AT&T, however, isn’t the only major tech company working on a smart city plan; partner Intel, for example, is already knee-deep in a similar program with San Jose, Ca. Zeto admits there are some competitive offerings from other alliance members, but “if you really look at what each company does really well, there are core service offerings that don’t overlap very much. If you look at AT&T, we provide secure connectivity via networks that may be used as the thread through all the Smart City solutions. What we’ve decided is that we’ll all focus on core solutions, because that’s what we’re all good at.”

Chicago had already started its own IoT initiative before joining AT&T’s Smart Cities. But other municipalities offer challenges in the form of “siloed” thinking and the need to view solutions more holistically. Sometimes with large public/private partnerships, it takes a company as big as Zeto’s to move projects like Smart Cities forward. “AT&T is really good at working with ecosystems and bringing them together,” having done so with cities for more than 100 years, he said.

When it comes to Atlanta’s ecosystem, Smart Cities will offer the city’s flourishing tech startup community plenty of chances to join the telecom’s IoT parade into the future.

Zeto knows the local startup world well. He was the co-founder and CEO of Proximus Mobility, a location-based software company born at ATDC and sold in 2013. He is also an industry fellow with the Georgia Research Alliance and a mentor for Atlanta entrepreneurs.

A built-out IoT will need better security, and Zeto’s sees “a huge opportunity” for Atlanta’s cybersecurity companies. “For the startups on the device side, there are some big plays coming out of (Georgia) Tech. I also think there are two other areas, data and analytics, and both Tech and Emory have strong programs there and are turning out entrepreneurs.”

Atlanta’s applications developers can help when it comes to empowering citizens as customers of their cities. “One of the things that startups in Atlanta do well is create apps that engage consumers,” Zeto said. “There will be economic and entrepreneurial opportunities to build on top of data that becomes available for consumer-facing or business-facing value.” That could mean mobile apps providing better  real-time data for alerts on traffic/transit conditions.

AT&T is already working on a Smart City Network Operations Center, a dashboard of sorts for city officials offering near real-time snapshots of traffic, power and water systems from one location.

The first three months of this year have been spent on getting AT&T cities and business partners used to the Smart Cities framework. “We’re in that scoping phase now, and that will take us through the April/May timeframe,” Zeto said. “Then we’ll work into the deployment phase as we move into fall. We’ll have spotlight areas starting to be up and running.” AT&T doesn’t provide more information than that, but it wants cities to show some progress quickly and study data generated by the early projects.

That way, the future may appear that it has already arrived.

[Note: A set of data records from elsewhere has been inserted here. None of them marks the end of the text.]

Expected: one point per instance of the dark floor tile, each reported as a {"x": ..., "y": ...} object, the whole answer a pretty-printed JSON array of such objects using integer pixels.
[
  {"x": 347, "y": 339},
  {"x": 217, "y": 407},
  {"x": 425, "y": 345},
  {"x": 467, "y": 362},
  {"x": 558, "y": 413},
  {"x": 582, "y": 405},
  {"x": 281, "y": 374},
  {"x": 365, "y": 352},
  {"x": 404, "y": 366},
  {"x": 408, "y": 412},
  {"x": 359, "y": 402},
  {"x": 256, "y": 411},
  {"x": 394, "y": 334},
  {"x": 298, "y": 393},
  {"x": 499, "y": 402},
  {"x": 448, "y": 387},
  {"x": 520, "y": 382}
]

For Zeto, that means “being able to wake up in the morning and have everything to a certain extent be automated, not sit at traffic lights because there is’re vehicle-to-vehicle communication and sensors tying everything back to a traffic management system. And then having the lights go on in the office or the home when you arrive, and the temperature goes up. If you think about utopia, it’s everything from door to door being automated, but at the same time, it’s keeping you engaged with what’s going on around you in the city you live in.”